Create an Environment that Fosters Curiosity.

Leaders like to think that we encourage new ideas and creativity, but, in reality, we often favor efficiency over innovation. To promote curiosity among our team members, we must first learn to recognize curiosity for what it is and take care not to misinterpret it as a challenge to our authority. We should also be sure to approach future unknowns with a sense of curiosity rather than fear or judgement and share that perspective with our teams.

Perhaps the most powerful thing leaders can do to facilitate curiosity is model the behavior by being inquisitive themselves. This behavior can be counterintuitive, since as leaders, we tend to feel we should be answering questions, not asking them. We must ask questions and then genuinely listen to the answers. Even if the feedback is not what we were expecting or wanted to hear, it is valuable as a launching point for further discussion and idea development. Recognizing and rewarding curiosity and learning is key to ensuring that it becomes a part of your organizational culture.

Provide Team Members with the Skills and Processes to Explore with Confidence.

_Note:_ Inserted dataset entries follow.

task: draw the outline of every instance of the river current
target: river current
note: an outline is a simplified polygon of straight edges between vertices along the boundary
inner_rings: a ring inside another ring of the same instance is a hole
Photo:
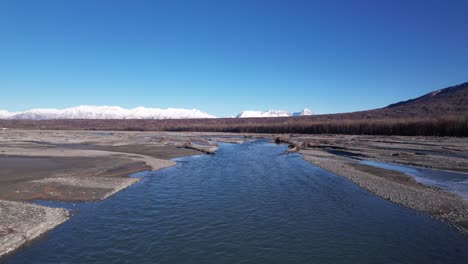
[[[6,263],[468,263],[468,237],[259,140],[134,175]]]

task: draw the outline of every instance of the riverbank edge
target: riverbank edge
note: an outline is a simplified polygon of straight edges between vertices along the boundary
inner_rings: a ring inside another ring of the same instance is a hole
[[[159,166],[152,166],[151,171],[158,171],[161,169],[173,167],[177,165],[176,161],[173,160],[165,160],[165,164]],[[144,171],[144,170],[140,170]],[[104,197],[99,200],[91,201],[91,202],[98,202],[103,201],[110,196],[132,186],[133,184],[140,181],[140,178],[131,178],[130,175],[137,173],[139,171],[134,171],[128,174],[124,179],[127,181],[124,184],[119,186],[115,186],[115,189],[111,192],[107,193]],[[66,202],[66,201],[65,201]],[[8,234],[2,240],[0,240],[0,261],[2,258],[7,257],[9,255],[14,254],[17,250],[22,248],[23,246],[27,245],[28,243],[39,239],[41,236],[45,235],[47,232],[53,230],[55,227],[59,226],[60,224],[65,223],[67,220],[70,219],[70,211],[64,208],[53,208],[48,206],[37,205],[34,203],[27,203],[27,202],[17,202],[17,201],[7,201],[7,200],[0,200],[1,206],[9,206],[13,207],[13,210],[21,211],[27,210],[29,208],[35,208],[38,210],[42,210],[45,213],[45,220],[33,226],[29,230],[25,230],[24,232],[18,232],[17,230],[11,234]]]
[[[324,159],[301,154],[304,160],[335,175],[347,178],[381,198],[418,212],[428,213],[468,236],[468,202],[458,195],[429,186],[417,188],[386,180],[354,169],[349,161],[339,158]]]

A customer recently said, “I did not think it was possible to learn relationship-building skills.” The ability to learn better, more impactful communication practices is real, and these skills have a dramatic impact on both personal and customer relationships. An intentional and planned exploratory process provides a framework for seeking feedback and insights and accomplishes several key objectives in sales:

  • The structure increases creativity and curiosity by focusing on the customer and his or her needs rather than the sales professional’s impulse to fill the silence with product information.
  • In the face of customer resistance, it promotes better insight to generate a thoughtful response on the part of the sales professional, instead of a defensive reaction.
  • Most importantly, it provides sales professionals with a safe means for uncovering needs and even the unspoken resistance or objections that often undermine the sales process.

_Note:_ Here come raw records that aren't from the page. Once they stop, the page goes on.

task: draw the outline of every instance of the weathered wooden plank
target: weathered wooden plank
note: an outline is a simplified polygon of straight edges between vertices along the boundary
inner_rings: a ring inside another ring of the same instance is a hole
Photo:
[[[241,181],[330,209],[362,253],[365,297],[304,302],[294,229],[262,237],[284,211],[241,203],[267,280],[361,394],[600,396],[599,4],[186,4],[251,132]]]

Using curiosity and a defined diagnostic process will foster an interdependent relationship by cultivating trust, credibility, rapport and respect between the customer and the sales professional.

Curiosity has generated virtually every great invention and every game-changing concept or process throughout history. As sales leaders, we owe it to our respective organizations to ensure that we are facilitating and not squelching curiosity among our teams. In a world where we are always in search of another competitive advantage, curiosity may be fertile, but untapped, territory.